Una buena reputación vale más que el mejor perfume;
y el día del cierre —cuando se ajustan las cuentas— enseña más que el día del estreno.
Mejor entrar en una casa de duelo que en una de fiesta:
la muerte es el final de todos y a los vivos les conviene pensarlo.
Más provechosa la congoja que la risa ligera:
el rostro serio afina el corazón.
El sabio habita la sala del duelo;
el necio se pierde en la sala de fiestas.
Más te conviene la reprensión de un sabio
que el aplauso de los tontos.
Porque la risa del necio suena como zarzas crepitando bajo la olla:
mucho ruido, calor breve… y nada.
Aun el sabio puede quebrarse bajo la opresión,
y el soborno pudre el corazón.
Mejor el final que el principio;
mejor la paciencia que el orgullo.
No te enciendas pronto:
la ira anida donde el necio se siente en casa.
No digas: “Antes todo era mejor”.
Esa pregunta no nace de la sabiduría.
Sabiduría con herencia es buena cosa;
da sombra, como la da el dinero.
Pero esta es la ventaja del conocimiento:
la sabiduría preserva la vida de quien la posee.
Mira la obra de Dios:
¿quién endereza lo que Él dejó torcido?
En el día bueno, alégrate;
en el día malo, recuerda que Él hizo ambos,
para que nadie viva con la ilusión de tener el futuro atado.
En esta vida a sorbos he visto de todo:
justos que se apagan demasiado pronto,
malvados que, aun torcidos, alargan su sombra.
No te hagas “demasiado justo”
ni presumas de exceso de sabio: ¿para qué arruinarte?
Pero tampoco te entregues al mal ni a la necedad:
¿para qué morir antes de tiempo?
Abraza ambas advertencias:
quien reverencia a Dios hace caso de las dos.

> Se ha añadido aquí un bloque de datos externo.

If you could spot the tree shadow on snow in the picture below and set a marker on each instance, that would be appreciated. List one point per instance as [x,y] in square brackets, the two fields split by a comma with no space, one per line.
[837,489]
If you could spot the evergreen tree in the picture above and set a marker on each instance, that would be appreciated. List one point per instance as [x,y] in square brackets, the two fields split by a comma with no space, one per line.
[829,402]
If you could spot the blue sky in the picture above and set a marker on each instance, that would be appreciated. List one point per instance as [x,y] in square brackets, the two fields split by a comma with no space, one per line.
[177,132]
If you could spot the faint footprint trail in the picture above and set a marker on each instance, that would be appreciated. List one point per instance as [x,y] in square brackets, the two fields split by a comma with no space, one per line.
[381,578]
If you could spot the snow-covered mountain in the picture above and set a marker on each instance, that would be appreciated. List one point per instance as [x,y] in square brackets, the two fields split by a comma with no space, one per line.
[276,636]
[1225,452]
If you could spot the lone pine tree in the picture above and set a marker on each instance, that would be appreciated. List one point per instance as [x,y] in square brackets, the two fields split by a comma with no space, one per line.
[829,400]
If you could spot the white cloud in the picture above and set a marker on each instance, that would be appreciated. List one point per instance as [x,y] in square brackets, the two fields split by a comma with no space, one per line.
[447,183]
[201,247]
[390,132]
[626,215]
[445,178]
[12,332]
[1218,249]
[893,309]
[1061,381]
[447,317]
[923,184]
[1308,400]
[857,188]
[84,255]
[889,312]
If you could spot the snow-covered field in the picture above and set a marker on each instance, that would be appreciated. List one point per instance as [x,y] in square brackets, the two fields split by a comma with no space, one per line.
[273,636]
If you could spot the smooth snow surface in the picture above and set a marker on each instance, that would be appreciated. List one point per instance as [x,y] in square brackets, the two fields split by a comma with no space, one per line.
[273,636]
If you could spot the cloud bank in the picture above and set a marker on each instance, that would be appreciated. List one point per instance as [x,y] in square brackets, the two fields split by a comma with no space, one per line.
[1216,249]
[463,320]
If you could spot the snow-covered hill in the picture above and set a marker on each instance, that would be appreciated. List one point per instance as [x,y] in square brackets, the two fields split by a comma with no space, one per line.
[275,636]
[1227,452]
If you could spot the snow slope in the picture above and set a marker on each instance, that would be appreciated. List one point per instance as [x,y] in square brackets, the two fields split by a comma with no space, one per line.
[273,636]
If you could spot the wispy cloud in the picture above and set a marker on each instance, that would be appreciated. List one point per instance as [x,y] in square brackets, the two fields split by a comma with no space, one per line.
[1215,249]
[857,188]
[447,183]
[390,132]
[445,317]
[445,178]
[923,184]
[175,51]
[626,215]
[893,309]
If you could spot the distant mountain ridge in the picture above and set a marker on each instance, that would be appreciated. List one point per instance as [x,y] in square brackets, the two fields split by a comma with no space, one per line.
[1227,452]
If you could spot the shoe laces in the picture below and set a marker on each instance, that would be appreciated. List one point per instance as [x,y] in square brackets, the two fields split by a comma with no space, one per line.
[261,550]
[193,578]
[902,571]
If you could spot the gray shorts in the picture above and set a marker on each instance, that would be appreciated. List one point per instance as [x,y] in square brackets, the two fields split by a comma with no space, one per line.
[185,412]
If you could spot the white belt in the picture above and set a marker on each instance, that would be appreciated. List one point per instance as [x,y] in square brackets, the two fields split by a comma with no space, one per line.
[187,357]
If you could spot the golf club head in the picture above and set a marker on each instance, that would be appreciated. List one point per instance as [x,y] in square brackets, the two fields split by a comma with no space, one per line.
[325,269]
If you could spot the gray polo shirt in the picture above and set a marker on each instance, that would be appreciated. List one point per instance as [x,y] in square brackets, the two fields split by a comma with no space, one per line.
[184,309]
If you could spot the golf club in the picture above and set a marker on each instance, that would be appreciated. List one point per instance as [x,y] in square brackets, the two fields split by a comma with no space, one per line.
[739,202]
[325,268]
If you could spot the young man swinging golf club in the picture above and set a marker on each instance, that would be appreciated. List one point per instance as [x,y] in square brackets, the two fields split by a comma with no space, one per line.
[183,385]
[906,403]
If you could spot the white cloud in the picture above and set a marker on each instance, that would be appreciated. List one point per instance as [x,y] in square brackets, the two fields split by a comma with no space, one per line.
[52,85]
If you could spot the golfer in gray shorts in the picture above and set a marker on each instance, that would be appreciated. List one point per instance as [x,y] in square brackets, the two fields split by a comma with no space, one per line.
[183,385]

La sabiduría da a un hombre más fuerza
que diez gobernantes en una ciudad.
Y, aun así, no hay en la tierra quien obre siempre bien y nunca yerre.
No te tomes a pecho todo lo que se dice:
podrías oír incluso a tu siervo maldecirte.
Y sabes bien, en tu propio corazón,
que más de una vez tú también has maldecido a otros.
Todo esto lo pesé con juicio y dije: “Me haré sabio”.
Pero quedaba lejos de mi alcance.
Lo que existe es hondo y remoto: ¿quién lo comprende?
Apliqué el corazón a conocer y a indagar razones,
a entender la maldad de la insensatez y la tontedad de la locura.
Y descubrí esto: más amarga que la muerte es la trampa del deseo,
esa seducción que es red, ese abrazo que se vuelve cadena.
Quien agrada a Dios escapa;
quien se entrega a su capricho queda atrapado.
“Mirad —dice el que convoca—: esto hallé,
sumando una cosa a otra para sacar una cuenta.
Lo que buscaba, no lo encontré del todo.
Entre mil varones di con uno íntegro;
entre mil mujeres no hallé una igual”.
(Así concluí entonces.)
Pero esto sí lo vi con claridad:
Dios hizo al ser humano recto,
y somos nosotros quienes urdimos incontables planes y atajos.